= James E. Hurley =

James E. Hurley was appointed to be the chief financial officer of Britannica.com Inc. on 10 November 1999.

On 3 November 2000, Hurley resigned from Britannica.com Inc. Hurley returned to his prior career in financial and general management. He is co-founder of TRU Aseptics, LLC, a technology-based beverage and ingredient processor. Prior to co-founding TRU Aseptics, Hurley was president and CEO of Vegetable Juices, Inc., a midwestern U.S. marketer and manufacturer of specialty food ingredient products acquired by France-based Naturex in 2014.

Hurley received an Master of Business Administration, with distinction, from DePaul University, where he was an adjunct member of the department of finance faculty at the Kellstadt Graduate School of Business from 1988 to 2003. He presently is a Clinical Instructor of Strategy at DePaul University's Center for Strategy, Execution and Valuation. Hurley was recognized as an Executive Scholar in Strategy and Leadership by the Kellogg School of Management in 2007. He holds a CPD in strategy from the Wharton School and is a Wharton Fellow.

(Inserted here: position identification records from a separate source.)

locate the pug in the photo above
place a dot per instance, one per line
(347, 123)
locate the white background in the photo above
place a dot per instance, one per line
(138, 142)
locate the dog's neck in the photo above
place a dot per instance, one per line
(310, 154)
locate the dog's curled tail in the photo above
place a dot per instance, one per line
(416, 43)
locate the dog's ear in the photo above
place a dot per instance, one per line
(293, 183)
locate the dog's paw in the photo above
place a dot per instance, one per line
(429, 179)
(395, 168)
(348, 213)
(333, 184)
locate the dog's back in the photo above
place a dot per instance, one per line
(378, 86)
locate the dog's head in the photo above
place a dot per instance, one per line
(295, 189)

He is a 2010 graduate of the President's Forum advanced study program in Peer Directed Emotional Intelligence (PdEI) at the Liautaud Graduate School of Business at the University of Illinois Chicago and is also certified in Production and Inventory Management (CPIM), a Certified Supply Chain Professional (CSCP) and a member of the American Inventory and Control Society. He is a credentialed Associate Certified Coach (ACC) by the International Coach Federation (ICF). Hurley presently serves on the board of advisors of The School of Music of DePaul University. He is a licensed certified public accountant in Illinois.